Analis Bereaksi terhadap Langkah Stimulus China yang Kurang Mengesankan: Apakah 'Langkah Besar' Akan Menyusul?
Artikel ini diterbitkan lebih dari setahun yang lalu. Beberapa informasi mungkin sudah tidak terkini.

Langkah Stimulus Lemah Tiongkok Membekukan Pasar, Analis Berusaha Menjelaskan Alasan di Balik Tindakan Ini
Serangkaian tindakan terbaru yang dilaksanakan oleh pemerintah Tiongkok untuk merangsang ekonomi nasional telah meninggalkan investor mengharapkan lebih. Meskipun langkah-langkah ini awalnya diterima dengan optimisme, memicu bursa saham nasional untuk naik dengan dua digit, kurangnya pengumuman baru telah mengekang momentum ini, meninggalkan pasar dipenuhi dengan harapan.

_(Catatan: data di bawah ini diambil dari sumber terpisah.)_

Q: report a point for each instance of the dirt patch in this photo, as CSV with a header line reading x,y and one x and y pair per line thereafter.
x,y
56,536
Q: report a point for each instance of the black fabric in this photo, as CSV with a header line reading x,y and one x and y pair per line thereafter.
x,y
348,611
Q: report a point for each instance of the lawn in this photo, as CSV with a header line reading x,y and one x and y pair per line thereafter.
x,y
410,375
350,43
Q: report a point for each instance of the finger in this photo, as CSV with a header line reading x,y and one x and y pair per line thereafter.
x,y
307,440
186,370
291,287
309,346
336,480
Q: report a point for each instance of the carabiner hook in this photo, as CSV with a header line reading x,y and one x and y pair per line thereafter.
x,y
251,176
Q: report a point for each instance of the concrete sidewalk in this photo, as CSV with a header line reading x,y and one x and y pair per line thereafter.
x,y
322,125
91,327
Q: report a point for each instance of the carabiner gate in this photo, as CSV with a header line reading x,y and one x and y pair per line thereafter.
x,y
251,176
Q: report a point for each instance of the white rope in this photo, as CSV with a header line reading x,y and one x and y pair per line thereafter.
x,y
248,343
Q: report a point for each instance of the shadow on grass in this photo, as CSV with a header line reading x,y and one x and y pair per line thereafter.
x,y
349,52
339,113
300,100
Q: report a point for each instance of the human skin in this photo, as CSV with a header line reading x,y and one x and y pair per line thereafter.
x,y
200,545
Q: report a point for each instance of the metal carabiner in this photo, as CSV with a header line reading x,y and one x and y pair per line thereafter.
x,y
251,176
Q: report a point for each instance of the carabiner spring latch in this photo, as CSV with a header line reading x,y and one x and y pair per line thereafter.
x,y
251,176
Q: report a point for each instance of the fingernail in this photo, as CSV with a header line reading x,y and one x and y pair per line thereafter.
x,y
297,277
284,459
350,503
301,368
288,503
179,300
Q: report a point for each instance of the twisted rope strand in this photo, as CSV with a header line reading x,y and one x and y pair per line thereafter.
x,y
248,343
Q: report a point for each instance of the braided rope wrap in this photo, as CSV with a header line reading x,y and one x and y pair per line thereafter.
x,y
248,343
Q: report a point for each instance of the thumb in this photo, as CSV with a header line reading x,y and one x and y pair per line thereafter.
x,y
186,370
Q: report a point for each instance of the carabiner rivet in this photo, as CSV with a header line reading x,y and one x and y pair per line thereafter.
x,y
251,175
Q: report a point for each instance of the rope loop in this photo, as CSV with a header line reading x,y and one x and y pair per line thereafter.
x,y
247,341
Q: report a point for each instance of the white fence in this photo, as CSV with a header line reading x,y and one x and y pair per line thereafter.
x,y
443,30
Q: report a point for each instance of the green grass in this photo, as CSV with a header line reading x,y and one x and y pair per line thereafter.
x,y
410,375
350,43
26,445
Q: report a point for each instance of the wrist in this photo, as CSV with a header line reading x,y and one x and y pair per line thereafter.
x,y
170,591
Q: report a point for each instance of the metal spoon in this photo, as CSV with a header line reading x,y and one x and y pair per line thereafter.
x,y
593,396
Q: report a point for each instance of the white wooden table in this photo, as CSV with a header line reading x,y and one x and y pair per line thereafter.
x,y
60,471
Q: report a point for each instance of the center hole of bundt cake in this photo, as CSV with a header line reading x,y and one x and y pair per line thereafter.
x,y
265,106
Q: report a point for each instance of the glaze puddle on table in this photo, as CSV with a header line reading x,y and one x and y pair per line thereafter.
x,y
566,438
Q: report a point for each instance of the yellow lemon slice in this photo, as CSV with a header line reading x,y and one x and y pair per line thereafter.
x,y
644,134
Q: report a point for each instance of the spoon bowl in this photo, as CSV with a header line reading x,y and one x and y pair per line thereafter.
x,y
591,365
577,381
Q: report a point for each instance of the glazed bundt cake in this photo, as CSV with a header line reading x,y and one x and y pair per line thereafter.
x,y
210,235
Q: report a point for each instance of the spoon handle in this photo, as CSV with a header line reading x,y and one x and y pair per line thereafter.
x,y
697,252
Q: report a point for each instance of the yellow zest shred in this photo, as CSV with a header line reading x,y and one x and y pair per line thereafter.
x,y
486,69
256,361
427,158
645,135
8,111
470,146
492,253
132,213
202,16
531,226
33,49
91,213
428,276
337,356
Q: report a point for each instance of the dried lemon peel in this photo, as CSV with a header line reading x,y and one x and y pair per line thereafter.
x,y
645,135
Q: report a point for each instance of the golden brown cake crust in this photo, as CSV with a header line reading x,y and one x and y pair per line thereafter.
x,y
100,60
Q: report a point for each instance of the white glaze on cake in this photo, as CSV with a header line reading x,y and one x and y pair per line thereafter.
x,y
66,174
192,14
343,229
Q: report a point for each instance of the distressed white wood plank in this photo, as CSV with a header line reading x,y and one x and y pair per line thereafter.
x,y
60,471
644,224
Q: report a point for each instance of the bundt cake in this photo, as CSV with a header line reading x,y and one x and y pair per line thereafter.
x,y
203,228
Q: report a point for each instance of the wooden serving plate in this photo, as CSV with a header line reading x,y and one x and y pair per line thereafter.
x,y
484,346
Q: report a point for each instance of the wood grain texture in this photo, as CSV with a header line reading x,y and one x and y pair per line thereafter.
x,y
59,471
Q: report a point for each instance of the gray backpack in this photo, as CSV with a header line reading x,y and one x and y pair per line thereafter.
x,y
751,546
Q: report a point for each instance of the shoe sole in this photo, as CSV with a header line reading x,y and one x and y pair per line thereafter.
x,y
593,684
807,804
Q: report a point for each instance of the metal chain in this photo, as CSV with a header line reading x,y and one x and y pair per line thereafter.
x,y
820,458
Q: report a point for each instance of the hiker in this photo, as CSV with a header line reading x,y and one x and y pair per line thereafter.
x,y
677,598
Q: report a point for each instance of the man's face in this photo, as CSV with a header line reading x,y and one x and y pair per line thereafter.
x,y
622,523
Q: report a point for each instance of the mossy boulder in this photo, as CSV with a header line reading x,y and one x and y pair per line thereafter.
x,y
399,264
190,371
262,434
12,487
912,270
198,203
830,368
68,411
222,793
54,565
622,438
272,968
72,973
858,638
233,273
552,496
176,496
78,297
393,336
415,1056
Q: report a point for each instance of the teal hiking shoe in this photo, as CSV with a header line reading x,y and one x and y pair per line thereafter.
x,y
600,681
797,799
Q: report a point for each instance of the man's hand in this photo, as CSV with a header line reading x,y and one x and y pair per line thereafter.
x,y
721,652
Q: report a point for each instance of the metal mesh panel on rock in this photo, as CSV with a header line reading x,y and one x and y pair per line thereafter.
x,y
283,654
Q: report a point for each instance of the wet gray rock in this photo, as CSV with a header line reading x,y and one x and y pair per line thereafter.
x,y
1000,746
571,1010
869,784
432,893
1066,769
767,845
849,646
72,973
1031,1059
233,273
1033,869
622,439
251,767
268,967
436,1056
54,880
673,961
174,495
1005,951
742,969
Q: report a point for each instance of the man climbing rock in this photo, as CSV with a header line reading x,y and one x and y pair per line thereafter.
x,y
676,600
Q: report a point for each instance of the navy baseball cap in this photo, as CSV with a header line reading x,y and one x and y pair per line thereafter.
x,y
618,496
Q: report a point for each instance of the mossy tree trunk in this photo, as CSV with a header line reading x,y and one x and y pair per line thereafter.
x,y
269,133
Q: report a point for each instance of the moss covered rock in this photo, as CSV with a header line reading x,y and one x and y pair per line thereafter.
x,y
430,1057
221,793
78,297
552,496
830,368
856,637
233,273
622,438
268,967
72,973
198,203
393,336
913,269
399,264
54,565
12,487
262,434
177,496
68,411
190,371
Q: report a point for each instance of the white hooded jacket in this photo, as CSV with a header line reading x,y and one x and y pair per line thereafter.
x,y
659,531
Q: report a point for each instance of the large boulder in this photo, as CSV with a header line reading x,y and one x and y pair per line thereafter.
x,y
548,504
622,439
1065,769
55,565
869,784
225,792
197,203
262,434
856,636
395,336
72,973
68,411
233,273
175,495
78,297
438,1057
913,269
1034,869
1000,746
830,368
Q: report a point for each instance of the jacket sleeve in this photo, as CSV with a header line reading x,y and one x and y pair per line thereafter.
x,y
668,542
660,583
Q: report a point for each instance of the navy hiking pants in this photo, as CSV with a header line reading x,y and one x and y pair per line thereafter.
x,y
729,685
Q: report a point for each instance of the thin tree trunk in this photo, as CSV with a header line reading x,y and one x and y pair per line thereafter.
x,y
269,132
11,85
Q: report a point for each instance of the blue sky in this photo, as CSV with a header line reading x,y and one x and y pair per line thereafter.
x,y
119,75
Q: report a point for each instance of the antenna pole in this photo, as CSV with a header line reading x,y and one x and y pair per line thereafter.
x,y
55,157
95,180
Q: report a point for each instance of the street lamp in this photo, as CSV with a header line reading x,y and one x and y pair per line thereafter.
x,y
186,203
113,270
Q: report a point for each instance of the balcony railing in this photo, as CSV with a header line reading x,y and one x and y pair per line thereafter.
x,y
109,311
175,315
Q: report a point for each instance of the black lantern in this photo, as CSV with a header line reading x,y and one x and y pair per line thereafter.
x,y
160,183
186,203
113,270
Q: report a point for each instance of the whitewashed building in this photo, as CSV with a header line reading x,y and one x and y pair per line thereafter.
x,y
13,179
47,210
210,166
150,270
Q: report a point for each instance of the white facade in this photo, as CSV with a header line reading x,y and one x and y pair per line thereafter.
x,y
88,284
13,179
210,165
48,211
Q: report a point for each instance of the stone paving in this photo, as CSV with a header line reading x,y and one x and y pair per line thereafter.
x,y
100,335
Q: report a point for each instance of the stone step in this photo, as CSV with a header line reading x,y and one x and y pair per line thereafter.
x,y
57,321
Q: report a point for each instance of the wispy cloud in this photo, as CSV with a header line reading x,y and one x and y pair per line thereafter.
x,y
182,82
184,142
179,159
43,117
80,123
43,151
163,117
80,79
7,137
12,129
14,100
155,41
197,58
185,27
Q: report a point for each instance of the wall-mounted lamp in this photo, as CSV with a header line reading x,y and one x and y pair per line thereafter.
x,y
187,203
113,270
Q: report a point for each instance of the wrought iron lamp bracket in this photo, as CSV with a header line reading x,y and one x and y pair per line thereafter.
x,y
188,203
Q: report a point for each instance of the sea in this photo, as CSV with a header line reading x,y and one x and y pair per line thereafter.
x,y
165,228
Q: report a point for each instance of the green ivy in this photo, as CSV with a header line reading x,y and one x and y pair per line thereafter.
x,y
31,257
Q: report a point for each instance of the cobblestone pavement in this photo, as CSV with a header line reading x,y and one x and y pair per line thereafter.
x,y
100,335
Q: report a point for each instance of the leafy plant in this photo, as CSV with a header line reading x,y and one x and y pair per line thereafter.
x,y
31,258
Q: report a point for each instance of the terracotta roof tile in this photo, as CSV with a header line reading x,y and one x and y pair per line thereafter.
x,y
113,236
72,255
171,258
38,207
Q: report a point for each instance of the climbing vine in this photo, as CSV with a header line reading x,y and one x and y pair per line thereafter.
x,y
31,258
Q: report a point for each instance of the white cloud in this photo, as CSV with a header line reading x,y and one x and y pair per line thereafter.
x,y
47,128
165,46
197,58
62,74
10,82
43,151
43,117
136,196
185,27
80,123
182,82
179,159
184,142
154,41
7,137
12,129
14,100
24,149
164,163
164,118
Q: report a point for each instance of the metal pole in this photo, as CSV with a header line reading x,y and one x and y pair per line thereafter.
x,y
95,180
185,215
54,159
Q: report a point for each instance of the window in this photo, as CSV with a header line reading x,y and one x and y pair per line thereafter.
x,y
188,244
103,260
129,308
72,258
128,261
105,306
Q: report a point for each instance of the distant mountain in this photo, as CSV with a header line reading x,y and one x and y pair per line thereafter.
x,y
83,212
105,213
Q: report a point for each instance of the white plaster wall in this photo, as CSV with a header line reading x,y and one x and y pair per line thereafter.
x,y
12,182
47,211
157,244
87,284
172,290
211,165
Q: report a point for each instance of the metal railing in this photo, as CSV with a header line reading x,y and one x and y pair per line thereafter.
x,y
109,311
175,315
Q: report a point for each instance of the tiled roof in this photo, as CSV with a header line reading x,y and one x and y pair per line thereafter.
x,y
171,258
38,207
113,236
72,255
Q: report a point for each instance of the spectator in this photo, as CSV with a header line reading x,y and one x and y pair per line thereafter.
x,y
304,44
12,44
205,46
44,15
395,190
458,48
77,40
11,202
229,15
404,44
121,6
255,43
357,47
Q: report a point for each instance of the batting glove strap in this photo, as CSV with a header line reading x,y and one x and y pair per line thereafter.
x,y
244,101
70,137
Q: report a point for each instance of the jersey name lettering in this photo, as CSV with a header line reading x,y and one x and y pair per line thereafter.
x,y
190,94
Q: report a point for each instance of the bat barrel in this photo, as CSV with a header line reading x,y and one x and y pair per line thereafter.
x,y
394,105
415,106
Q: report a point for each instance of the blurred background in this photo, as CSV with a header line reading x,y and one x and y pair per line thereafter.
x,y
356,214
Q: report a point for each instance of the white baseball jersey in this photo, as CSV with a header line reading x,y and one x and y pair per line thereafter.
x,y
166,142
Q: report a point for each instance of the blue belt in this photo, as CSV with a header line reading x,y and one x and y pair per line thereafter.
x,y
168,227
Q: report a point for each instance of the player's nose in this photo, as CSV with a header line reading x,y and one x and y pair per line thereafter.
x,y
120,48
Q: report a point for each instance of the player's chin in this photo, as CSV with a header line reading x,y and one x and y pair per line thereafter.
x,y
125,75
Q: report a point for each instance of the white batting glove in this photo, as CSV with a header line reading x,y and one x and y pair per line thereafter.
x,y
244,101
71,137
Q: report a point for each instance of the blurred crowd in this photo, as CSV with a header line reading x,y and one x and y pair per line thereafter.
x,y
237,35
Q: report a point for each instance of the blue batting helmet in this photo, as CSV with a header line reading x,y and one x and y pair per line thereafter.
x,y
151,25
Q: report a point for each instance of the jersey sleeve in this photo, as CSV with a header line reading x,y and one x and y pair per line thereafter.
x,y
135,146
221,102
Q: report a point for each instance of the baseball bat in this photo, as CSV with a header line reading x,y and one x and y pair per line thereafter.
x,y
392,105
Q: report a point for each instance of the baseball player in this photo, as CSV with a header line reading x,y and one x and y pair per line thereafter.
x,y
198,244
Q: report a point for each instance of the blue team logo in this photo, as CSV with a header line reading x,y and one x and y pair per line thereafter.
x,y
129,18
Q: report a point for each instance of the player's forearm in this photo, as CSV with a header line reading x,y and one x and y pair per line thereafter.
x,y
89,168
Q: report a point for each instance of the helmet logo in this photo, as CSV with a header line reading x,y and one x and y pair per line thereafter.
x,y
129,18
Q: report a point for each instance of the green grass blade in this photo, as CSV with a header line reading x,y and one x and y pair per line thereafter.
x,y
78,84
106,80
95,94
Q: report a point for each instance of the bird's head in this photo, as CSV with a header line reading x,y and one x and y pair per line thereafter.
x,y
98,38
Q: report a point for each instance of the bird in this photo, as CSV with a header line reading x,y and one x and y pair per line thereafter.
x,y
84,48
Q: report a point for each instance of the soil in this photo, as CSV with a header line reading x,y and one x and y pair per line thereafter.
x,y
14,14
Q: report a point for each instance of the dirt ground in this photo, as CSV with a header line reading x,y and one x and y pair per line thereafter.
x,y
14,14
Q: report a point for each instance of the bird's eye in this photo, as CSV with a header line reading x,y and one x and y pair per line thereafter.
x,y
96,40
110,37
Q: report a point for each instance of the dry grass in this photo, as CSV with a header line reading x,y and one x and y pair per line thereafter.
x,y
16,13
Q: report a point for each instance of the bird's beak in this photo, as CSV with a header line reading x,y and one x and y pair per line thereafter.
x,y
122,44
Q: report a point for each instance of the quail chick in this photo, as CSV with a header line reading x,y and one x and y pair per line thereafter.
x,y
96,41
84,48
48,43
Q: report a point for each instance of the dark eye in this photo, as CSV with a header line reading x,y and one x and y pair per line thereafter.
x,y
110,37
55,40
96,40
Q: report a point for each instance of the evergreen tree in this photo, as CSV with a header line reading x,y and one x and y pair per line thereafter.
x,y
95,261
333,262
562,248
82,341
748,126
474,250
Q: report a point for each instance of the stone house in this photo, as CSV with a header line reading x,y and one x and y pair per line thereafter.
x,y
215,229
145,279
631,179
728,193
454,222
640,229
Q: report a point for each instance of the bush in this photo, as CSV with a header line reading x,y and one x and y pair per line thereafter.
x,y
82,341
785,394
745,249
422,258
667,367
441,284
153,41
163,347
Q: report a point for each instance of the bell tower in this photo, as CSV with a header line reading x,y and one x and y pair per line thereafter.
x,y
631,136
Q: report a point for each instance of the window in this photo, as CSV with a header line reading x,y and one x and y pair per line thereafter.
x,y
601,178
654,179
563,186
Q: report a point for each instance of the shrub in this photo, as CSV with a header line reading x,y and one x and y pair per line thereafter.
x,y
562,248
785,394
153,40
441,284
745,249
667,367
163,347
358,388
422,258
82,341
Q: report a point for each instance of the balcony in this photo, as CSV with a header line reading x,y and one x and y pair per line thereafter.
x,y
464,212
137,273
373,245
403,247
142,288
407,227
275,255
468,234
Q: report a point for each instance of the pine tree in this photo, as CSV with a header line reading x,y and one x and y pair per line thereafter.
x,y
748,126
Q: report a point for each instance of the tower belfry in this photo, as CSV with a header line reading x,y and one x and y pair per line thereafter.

Tindakan Tiongkok, yang dianggap lemah mengingat besarnya aparat ekonomi mereka, sedang dianalisis oleh para ahli yang berusaha menjelaskan mengapa otoritas belum berkomitmen untuk intervensi yang lebih besar. Beberapa menyarankan ini karena pendekatan hati-hati yang bertujuan menghindari memperburuk tingkat utang yang sudah tinggi dari ekonomi Tiongkok. Namun, lainnya berpendapat bahwa menerbitkan sejumlah besar mata uang juga dapat mempengaruhi salah satu tujuan negara Tiongkok: internasionalisasi yuan.
Meski begitu, pengumuman 200 miliar yuan yang ditujukan untuk proyek infrastruktur oleh Ketua Komisi Pembangunan dan Reformasi Nasional Zheng Shanjie mengecewakan banyak pihak, yang mengharapkan ‘gerakan besar’ dari otoritas Tiongkok.
Para ahli Tiongkok yang dekat dengan pemerintah memperkirakan stimulus yang dibutuhkan mendekati 10 triliun yuan yang didistribusikan selama satu atau dua tahun dan dibiayai dengan penerbitan obligasi negara baru. Lainnya memprediksi bahwa insentif semacam itu tidak akan cukup luas untuk menopang ekonomi Tiongkok, mengingat penurunan tersebut telah “belum pernah terjadi sebelumnya.”
Ekonom Li Xunlei menyatakan:
Jika setiap tahun mereka menerbitkan 5 triliun yuan dalam obligasi negara, maka mereka akan menerbitkan 50 triliun yuan dalam obligasi negara ultra panjang selama satu dekade. Tidak akan ada konsekuensi negatif, hanya akan ada hal positif.
Xunlei memperkirakan ini akan meningkatkan tingkat leverage ekonomi Tiongkok menjadi 50%, masih lebih rendah daripada ekonomi AS yang sebesar 120%. Namun demikian, masih harus dilihat apakah pemerintah Tiongkok akan berkompromi untuk melakukan tindakan besar semacam itu.
Apa pendapat Anda tentang ekonomi Tiongkok dan serangkaian langkah stimulus terbaru? Beritahu kami di bagian komentar di bawah.